Catherine slid into the closest chair and crossed her legs. “The mural project appears to be going well. The kids are excited, and some of the artwork is actually good.”
“I’m glad to hear it, but I didn’t invite you in here to make a progress report.”
She glanced down at her sandals. She wore
a fine gold anklet, and it sparkled as she bounced her foot. “No, I didn’t really think so.”
He leaned against his desk and folded his arms across his chest. “There are certain predictable patterns in relationships,” he began. “Couples get together, and while they might each be happy, one or the other might pull away to create distance. It’s almost a dance that expands and contracts. I want to take you out this weekend, but if you’d rather be by yourself for a while, I’ll understand.”
Catherine hoped he was attempting to be considerate of her feelings, which was what she’d asked of him, but his observation on the dynamics of romantic relationships sounded as though it had come from one of his university lectures rather than his heart.
“I’m not the one who staged the retreat,” she reminded him.
“True, but I’m just saying it’s natural for people to be drawn together and then become wary, and I won’t fault you for it.”
“Thank you, I’ll attempt to be equally generous.” She reached for the LATEXTRA section of the Los Angeles Times laying open on his desk. The murder was above the fold. She scanned the article briefly and looked up. “Have you read this?”
“Just enough to know the Candyman won’t be missed any more than Felix Mendoza.”

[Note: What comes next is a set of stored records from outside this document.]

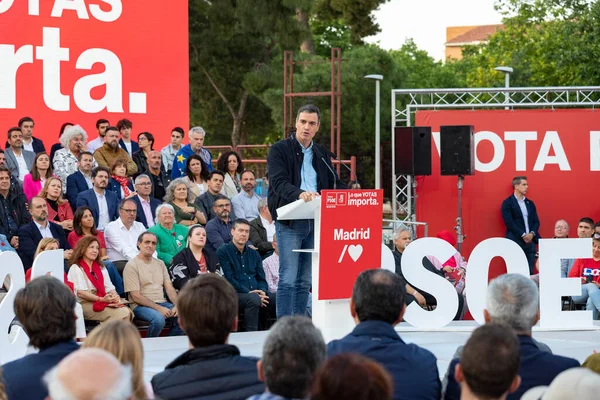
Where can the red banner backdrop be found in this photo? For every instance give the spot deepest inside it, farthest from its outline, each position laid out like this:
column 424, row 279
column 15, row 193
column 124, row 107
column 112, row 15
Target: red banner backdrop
column 78, row 61
column 558, row 151
column 350, row 239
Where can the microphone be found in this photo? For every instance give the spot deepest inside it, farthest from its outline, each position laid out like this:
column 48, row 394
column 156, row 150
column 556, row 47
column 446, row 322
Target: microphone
column 332, row 173
column 331, row 154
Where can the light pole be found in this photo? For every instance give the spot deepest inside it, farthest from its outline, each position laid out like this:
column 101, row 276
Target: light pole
column 507, row 71
column 378, row 79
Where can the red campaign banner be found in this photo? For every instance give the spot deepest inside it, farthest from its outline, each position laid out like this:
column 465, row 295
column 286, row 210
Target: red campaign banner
column 79, row 61
column 350, row 239
column 557, row 150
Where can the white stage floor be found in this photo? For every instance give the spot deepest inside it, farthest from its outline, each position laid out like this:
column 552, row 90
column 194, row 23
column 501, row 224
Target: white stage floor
column 443, row 343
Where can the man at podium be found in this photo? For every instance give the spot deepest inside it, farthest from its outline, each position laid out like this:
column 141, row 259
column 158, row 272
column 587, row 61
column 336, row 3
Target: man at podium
column 298, row 168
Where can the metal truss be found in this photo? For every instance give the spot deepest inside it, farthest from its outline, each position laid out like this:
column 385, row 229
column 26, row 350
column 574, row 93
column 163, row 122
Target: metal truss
column 405, row 103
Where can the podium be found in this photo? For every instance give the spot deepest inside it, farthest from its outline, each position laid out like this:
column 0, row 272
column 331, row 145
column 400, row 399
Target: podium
column 331, row 309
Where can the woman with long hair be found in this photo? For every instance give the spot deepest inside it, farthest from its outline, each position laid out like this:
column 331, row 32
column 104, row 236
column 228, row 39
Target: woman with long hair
column 231, row 164
column 119, row 183
column 194, row 259
column 196, row 175
column 122, row 339
column 95, row 292
column 59, row 209
column 35, row 180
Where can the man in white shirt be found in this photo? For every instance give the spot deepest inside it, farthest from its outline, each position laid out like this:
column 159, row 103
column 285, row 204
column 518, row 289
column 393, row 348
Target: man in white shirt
column 122, row 235
column 95, row 144
column 245, row 203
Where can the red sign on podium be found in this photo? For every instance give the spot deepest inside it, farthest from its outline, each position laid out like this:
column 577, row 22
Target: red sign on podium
column 350, row 239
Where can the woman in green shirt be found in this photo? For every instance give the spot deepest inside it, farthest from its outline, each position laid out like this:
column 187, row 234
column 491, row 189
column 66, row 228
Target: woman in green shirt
column 171, row 237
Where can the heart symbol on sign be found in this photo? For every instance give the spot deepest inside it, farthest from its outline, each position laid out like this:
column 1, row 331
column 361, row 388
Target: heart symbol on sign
column 355, row 251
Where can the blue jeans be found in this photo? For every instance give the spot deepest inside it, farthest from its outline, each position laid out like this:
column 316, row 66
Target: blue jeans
column 590, row 295
column 295, row 269
column 157, row 321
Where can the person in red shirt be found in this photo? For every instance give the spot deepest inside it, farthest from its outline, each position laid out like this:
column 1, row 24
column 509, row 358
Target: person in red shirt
column 588, row 270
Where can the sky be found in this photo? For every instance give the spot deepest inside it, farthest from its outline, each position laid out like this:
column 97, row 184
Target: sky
column 426, row 20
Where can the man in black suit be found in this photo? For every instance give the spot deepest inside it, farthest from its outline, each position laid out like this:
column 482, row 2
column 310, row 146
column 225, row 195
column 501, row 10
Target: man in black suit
column 32, row 233
column 521, row 220
column 81, row 179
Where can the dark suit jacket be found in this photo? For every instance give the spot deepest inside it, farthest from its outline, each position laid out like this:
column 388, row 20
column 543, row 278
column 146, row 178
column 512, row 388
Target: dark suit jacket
column 134, row 146
column 88, row 199
column 258, row 237
column 141, row 217
column 30, row 237
column 23, row 377
column 537, row 368
column 115, row 187
column 76, row 184
column 412, row 368
column 515, row 224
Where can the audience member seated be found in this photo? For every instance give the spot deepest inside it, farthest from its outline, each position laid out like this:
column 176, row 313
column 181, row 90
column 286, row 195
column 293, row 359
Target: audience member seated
column 59, row 209
column 40, row 171
column 169, row 152
column 13, row 208
column 513, row 299
column 245, row 203
column 80, row 180
column 242, row 266
column 45, row 308
column 119, row 183
column 196, row 176
column 196, row 138
column 31, row 233
column 588, row 270
column 107, row 154
column 160, row 179
column 93, row 287
column 218, row 230
column 576, row 383
column 171, row 237
column 83, row 225
column 292, row 353
column 194, row 259
column 122, row 235
column 146, row 281
column 205, row 200
column 377, row 305
column 212, row 368
column 103, row 203
column 180, row 196
column 65, row 160
column 146, row 205
column 585, row 229
column 352, row 376
column 561, row 229
column 262, row 229
column 232, row 166
column 89, row 374
column 122, row 340
column 489, row 363
column 140, row 157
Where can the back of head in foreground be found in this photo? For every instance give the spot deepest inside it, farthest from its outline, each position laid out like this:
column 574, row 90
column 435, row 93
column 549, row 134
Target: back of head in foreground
column 292, row 353
column 378, row 295
column 89, row 374
column 489, row 363
column 572, row 384
column 351, row 376
column 513, row 299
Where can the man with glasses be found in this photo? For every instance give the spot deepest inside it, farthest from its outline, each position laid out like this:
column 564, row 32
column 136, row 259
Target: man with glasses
column 218, row 230
column 121, row 236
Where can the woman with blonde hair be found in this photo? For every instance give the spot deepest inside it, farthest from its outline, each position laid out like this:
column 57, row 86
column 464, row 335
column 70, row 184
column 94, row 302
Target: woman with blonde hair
column 122, row 339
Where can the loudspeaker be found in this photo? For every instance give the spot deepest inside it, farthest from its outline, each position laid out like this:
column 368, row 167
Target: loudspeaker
column 413, row 150
column 457, row 150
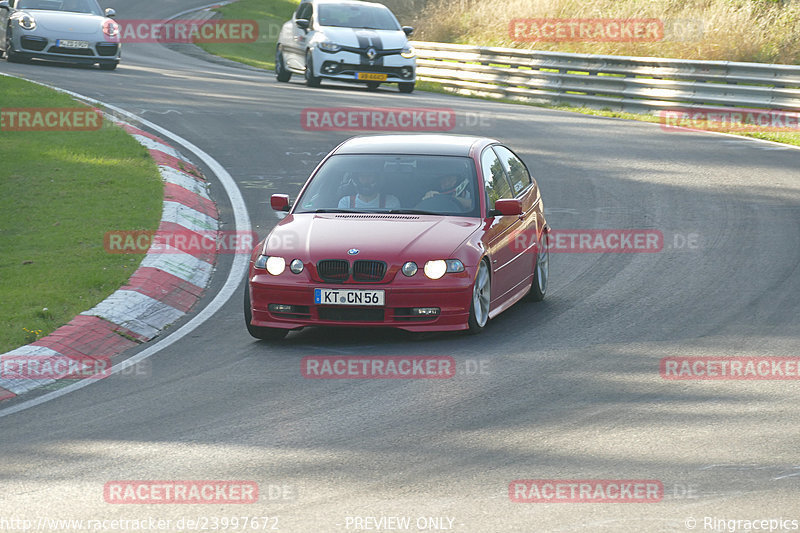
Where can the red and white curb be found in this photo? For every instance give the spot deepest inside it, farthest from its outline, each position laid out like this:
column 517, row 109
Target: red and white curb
column 160, row 291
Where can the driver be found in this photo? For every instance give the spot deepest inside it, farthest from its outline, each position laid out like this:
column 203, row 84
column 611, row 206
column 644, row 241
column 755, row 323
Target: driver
column 449, row 185
column 368, row 194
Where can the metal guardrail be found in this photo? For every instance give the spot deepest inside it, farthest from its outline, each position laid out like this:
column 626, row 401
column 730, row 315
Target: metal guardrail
column 636, row 84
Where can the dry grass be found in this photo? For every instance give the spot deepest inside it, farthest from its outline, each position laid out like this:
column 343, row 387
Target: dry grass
column 765, row 31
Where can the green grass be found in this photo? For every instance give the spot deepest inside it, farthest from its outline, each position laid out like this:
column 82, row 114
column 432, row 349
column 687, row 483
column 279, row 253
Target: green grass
column 780, row 137
column 59, row 193
column 270, row 16
column 275, row 12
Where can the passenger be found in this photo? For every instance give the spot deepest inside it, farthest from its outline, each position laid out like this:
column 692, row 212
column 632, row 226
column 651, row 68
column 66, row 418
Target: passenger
column 368, row 195
column 449, row 185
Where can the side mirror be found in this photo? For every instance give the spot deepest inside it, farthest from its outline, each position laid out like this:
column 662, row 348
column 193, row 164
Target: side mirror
column 508, row 207
column 279, row 202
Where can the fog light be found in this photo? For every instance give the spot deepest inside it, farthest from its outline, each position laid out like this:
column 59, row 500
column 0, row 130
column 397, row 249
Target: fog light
column 424, row 311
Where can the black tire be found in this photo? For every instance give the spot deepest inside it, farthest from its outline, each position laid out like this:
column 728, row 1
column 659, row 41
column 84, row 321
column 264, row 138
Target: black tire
column 280, row 67
column 311, row 80
column 265, row 334
column 541, row 271
column 481, row 294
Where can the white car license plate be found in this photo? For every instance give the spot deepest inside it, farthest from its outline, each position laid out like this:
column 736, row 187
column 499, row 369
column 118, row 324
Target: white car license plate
column 347, row 297
column 371, row 76
column 66, row 43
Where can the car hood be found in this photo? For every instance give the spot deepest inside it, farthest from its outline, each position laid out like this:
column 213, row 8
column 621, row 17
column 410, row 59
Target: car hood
column 364, row 38
column 392, row 238
column 63, row 22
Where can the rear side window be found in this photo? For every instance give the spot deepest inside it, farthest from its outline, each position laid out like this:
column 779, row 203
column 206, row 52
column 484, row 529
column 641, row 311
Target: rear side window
column 494, row 178
column 515, row 168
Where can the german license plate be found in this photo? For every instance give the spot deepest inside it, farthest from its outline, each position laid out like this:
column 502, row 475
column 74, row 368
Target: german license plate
column 67, row 43
column 348, row 297
column 371, row 76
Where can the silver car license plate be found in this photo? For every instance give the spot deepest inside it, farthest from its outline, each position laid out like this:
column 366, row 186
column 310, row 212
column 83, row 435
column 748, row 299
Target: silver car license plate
column 67, row 43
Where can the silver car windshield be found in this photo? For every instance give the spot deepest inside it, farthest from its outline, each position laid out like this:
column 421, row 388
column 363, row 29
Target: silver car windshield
column 355, row 16
column 71, row 6
column 391, row 183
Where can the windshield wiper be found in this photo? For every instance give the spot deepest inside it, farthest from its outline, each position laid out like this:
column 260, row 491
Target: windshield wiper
column 411, row 212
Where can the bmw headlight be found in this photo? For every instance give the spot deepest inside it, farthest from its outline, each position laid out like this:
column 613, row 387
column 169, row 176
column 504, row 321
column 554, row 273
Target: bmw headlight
column 273, row 264
column 276, row 265
column 454, row 265
column 409, row 268
column 437, row 268
column 296, row 266
column 261, row 262
column 27, row 21
column 327, row 46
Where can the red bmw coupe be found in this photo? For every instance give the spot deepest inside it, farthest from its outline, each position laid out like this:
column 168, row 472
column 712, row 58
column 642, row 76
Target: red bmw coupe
column 418, row 232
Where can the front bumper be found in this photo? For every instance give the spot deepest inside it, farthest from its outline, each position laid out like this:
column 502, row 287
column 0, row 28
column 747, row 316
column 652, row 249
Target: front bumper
column 45, row 47
column 347, row 65
column 451, row 294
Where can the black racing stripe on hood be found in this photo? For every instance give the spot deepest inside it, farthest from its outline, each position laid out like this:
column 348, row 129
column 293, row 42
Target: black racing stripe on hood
column 369, row 39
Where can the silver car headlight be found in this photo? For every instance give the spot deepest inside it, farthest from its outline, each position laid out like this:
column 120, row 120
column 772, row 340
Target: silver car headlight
column 26, row 21
column 328, row 46
column 110, row 28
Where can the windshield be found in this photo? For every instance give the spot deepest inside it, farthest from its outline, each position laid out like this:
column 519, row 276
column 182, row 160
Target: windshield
column 72, row 6
column 412, row 184
column 357, row 16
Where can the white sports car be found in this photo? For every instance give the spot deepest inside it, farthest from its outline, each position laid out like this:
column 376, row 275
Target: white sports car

She slid her nail rapidly down the printed column. “It appears this Bobby Clyde Flowers, aka the Candyman, was hosting a party attended by approximately a dozen men and one underage female runaway. I sure hope she wasn’t one of ours.”
“So do I,” Luke agreed.
“One of the few men who didn’t flee before the police arrived said he answered the doorbell and found Bobby Clyde dying on the front steps. He reported seeing a woman with long blonde hair walking away, but was too horrified to pursue her. Who do you suppose rang the bell, Bobby Clyde, or the blonde?”